Bernd Eilers wrote:

Hi there!

Just two possibly incompatible thoughts on that:

1.) What about using regular expressions like you can do in java or perl with the search string being a regular expression and the replacement String having the possibility to contain /$1 /$2 /$3 etc. with the meaning to replace with the match found for the n-th group surrounded by brackets inside the regular expression?

Not sure how that relates to the problem of replacing placeholders in a fixed text with dynamic content.

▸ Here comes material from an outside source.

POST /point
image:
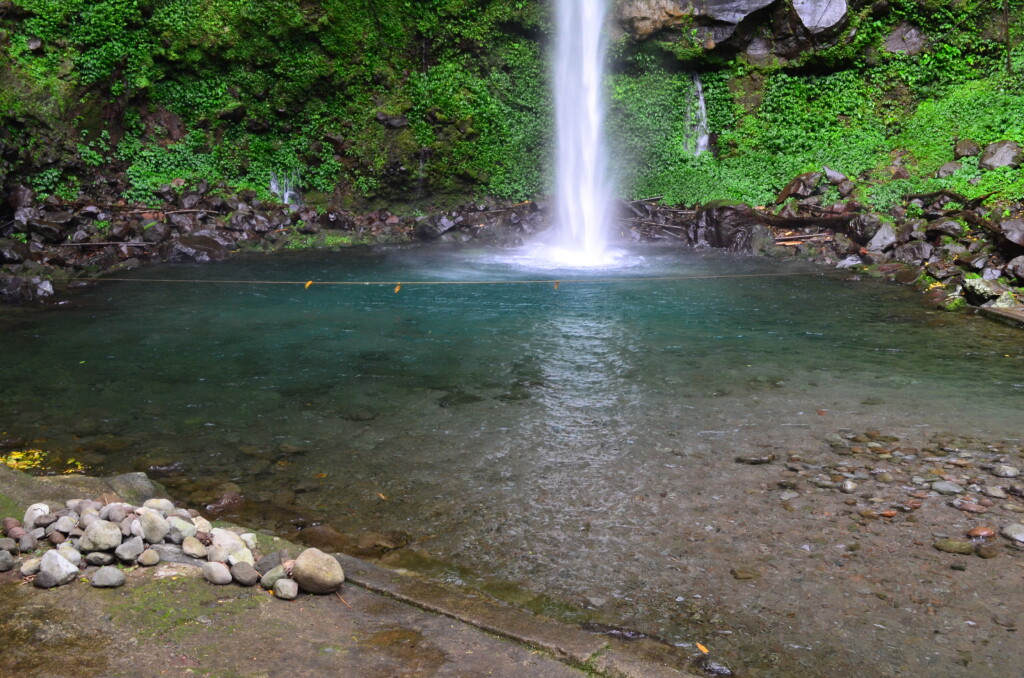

The Boost library which AFAIK we already use for something else does contain support for regular expressions.

Have a look at:

http://www.boost.org/libs/regex/doc/index.html
http://www.boost.org/libs/regex/doc/non_standard_strings.html


2.) What about using arrays of Strings as arguments instead of just Strings? This would be adding the possiblity to replace multiple patterns at the same time while eliminating your problem one mentioned as well. And it will likely be faster than multiple calls to one replace method with different patterns and replacements.


Kind regards,
Bernd Eilers

Yes, functionality to solve the above problem ("replacing placeholders in a fixed text with dynamic content") would probably use some sort of dictionary to map different placeholders to actual content, and do the complete conversion in one call. But that is somewhat off topic; all I wanted this thread for is to argue that adding some searchAndReplace to rtl::OUString is probably not as useful as it might appear at first sight. How the functionality really asked for in the corresponding issue should be implemented is worth another thread.